Hi, have some issues with lakectl local: i creat...
# help
p
Hi, have some issues with lakectl local: i created a directory where I want to clone from remote to local. I have 3 branches created correctly. datalakeadmin@prj-sm-etm-dev-datalake-eval:~/ETM/lakefs/project_folder/lakefs/clone_target_dir$ lakectl local clone lakefs://datalake/main/ directory '/home/datalakeadmin/ETM/lakefs/project_folder/lakefs/clone_target_dir' exists and is not empty The issue is when I run ls -l in my working local directory it returns no objects. It seems the clone 'worked' yet retrieved no data files. Also when I enter lakefs local pull It works but no actual files are retrieved from remote. lakefs local list shows a valid linking with the server: lakectl local list: +-----------+-------------------------+------------------------------------------------------------------+ | DIRECTORY | REMOTE URI | SYNCED COMMIT | +-----------+-------------------------+------------------------------------------------------------------+ | . | lakefs://datalake/main/ | 4b846d749af8956bd1082f930d58258ff3128e4d0f00c0897b7794f4fafc7d35 | +-----------+-------------------------+------------------------------------------------------------------+
n
@Patrick Glynn Sorry to hear you're having issues with lakectl local. Can you tell me what you see when you run the command:
lakectl local status ~/ETM/lakefs/project_folder/lakefs/clone_target_dir
p
I get this output: lakectl local status ~/ETM/lakefs/project_folder/lakefs/clone_target_dir diff 'local:///home/datalakeadmin/ETM/lakefs/project_folder/lakefs/clone_target_dir' <--> 'lakefs://datalake/4b846d749af8956bd1082f930d58258ff3128e4d0f00c0897b7794f4fafc7d35/'... diff 'lakefs://datalake/4b846d749af8956bd1082f930d58258ff3128e4d0f00c0897b7794f4fafc7d35/' <--> 'lakefs://datalake/main/'... No diff found. I am not sure whether if the config.yaml is not linked correclty to the server instance or if I have misconfigured something minor
when I run lakefs doctor it says everything is correctly linked
n
Do you by chance have more than one lakeFS server up in your env?
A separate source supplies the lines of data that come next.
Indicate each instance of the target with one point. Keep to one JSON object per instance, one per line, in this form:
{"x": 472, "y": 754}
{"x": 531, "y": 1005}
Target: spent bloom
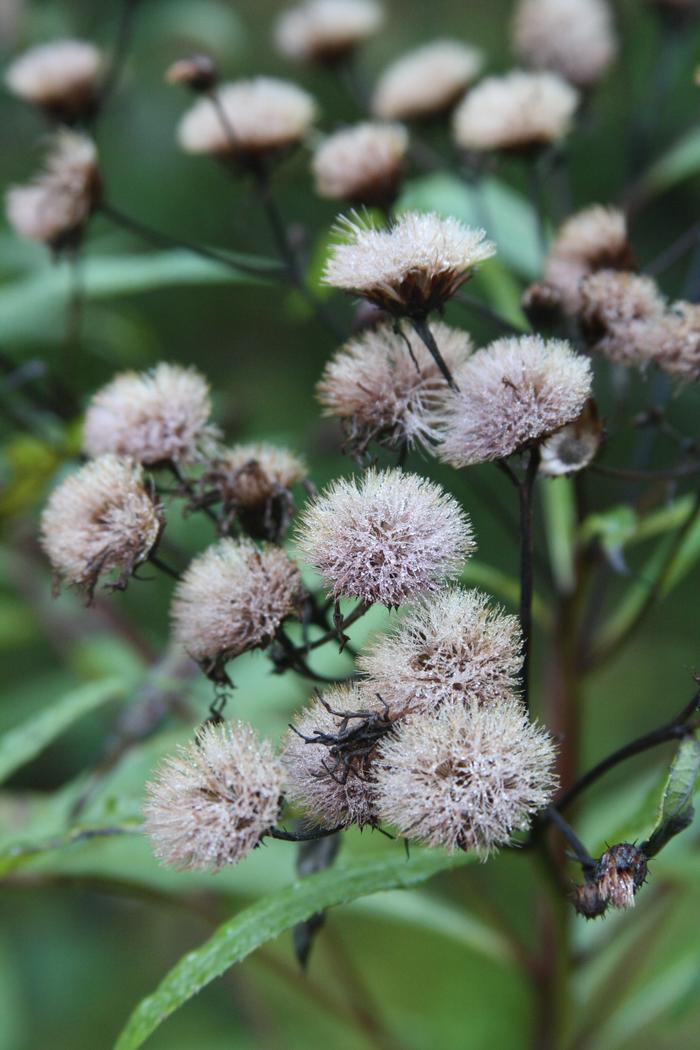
{"x": 385, "y": 537}
{"x": 55, "y": 207}
{"x": 361, "y": 164}
{"x": 574, "y": 38}
{"x": 465, "y": 777}
{"x": 211, "y": 802}
{"x": 100, "y": 520}
{"x": 326, "y": 30}
{"x": 61, "y": 77}
{"x": 520, "y": 111}
{"x": 254, "y": 120}
{"x": 157, "y": 416}
{"x": 233, "y": 597}
{"x": 511, "y": 393}
{"x": 426, "y": 82}
{"x": 409, "y": 269}
{"x": 381, "y": 394}
{"x": 454, "y": 646}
Could lakectl be configured to a endpoint where repo and main branch are empty?
Can you verify that this commit
4b846d749af8956bd1082f930d58258ff3128e4d0f00c0897b7794f4fafc7d35
is the top commit of your main branch?
p
do I use lakefs diff to check that?
n
You can do that via the web UI or via
lakectl log
command
p
I ran the command and I can confirm
4b846d749af8956bd1082f930d58258ff3128e4d0f00c0897b7794f4fafc7d35
is the top commit
n
Can you run
lakectl fs ls <lakefs://datalake/main/>
p
I ran the command, it show the objects! 🙂
i guess ls -l for some reason doesnt show the objects because they are some how abstracted by lakefs?
is that the case?
n
No, object should have been downloaded and you should have seen them
What lakectl version are you currently using?
p
lakeFS version: 1.20.0
n
OK - I think I have a suspicion
can you run
ls ~/ETM/lakefs/project_folder/lakefs/clone_target_dir
p
returns nothing or executes and proposes a new cursor line
n
That's very strange - can you tell me a little bit about your system
p
its a Ubuntu linux system that is cmdline interface only. I am connecting to it via ssh Putty
n
Also can you run the command
ls -la
p
returns objects: total 12 drwxrwxr-x 2 datalakeadmin datalakeadmin 4096 Apr 16 07:36 . drwxrwxr-x 5 datalakeadmin datalakeadmin 4096 Apr 17 08:00 .. -rw-r--r-- 1 datalakeadmin datalakeadmin 124 Apr 17 08:25 .lakefs_ref.yaml
n
is that your clone directory?
Lets do this - first delete the
.lakefs_ref.yaml
file
p
yes its my clone directory
n
Then I want you to run:
lakectl local clone <lakefs://datalake/main/> test
Now try
ls -la test
👍 1
Did it work?
p
it worked
could you explain what happened? just for personal knowledge and debugging it would be interesting for me to know
and what is the purpose of test after datalake/main? Is that to create another sub directory to point the clone output to?
thanks btw also 👍
jumping lakefs 1
n
I'm not exactly sure what happened. Perhaps you ran
lakectl local init
on that folder before you tried to clone? Basically we do not allow to perform clone on a directory which is not empty. Clone is an operation that consist of
init
and then
pull
. The init command is the one that creates the ref file which indicate to lakectl that this is a data directory. The extra parameter (
test
) is an optional argument telling the clone command what is that path to use. If not provided it uses the current working directory. If the provided path doesn't exist we try to create it.
p
I think yes I executed lakect local init before
however is it still normally test is empty? because shouldnt it have the imported directory or do I do I need to pull the contents
n
I'm not sure I understand the question
There's the issue why the status command did not show you the diff between the remote and local directory. I will look into it further today
OK, regarding why pull didn't work for you. The issue is that pull takes only the changes from the remote into the local directory. In your example after init, the files that did not exist in the local directory are not considered as new data from the remote path but rather as files that were deleted locally from the data folder. Therefore there is nothing to pull from remote. The correct command to sync between the remote and local in that case will be
lakectl local checkout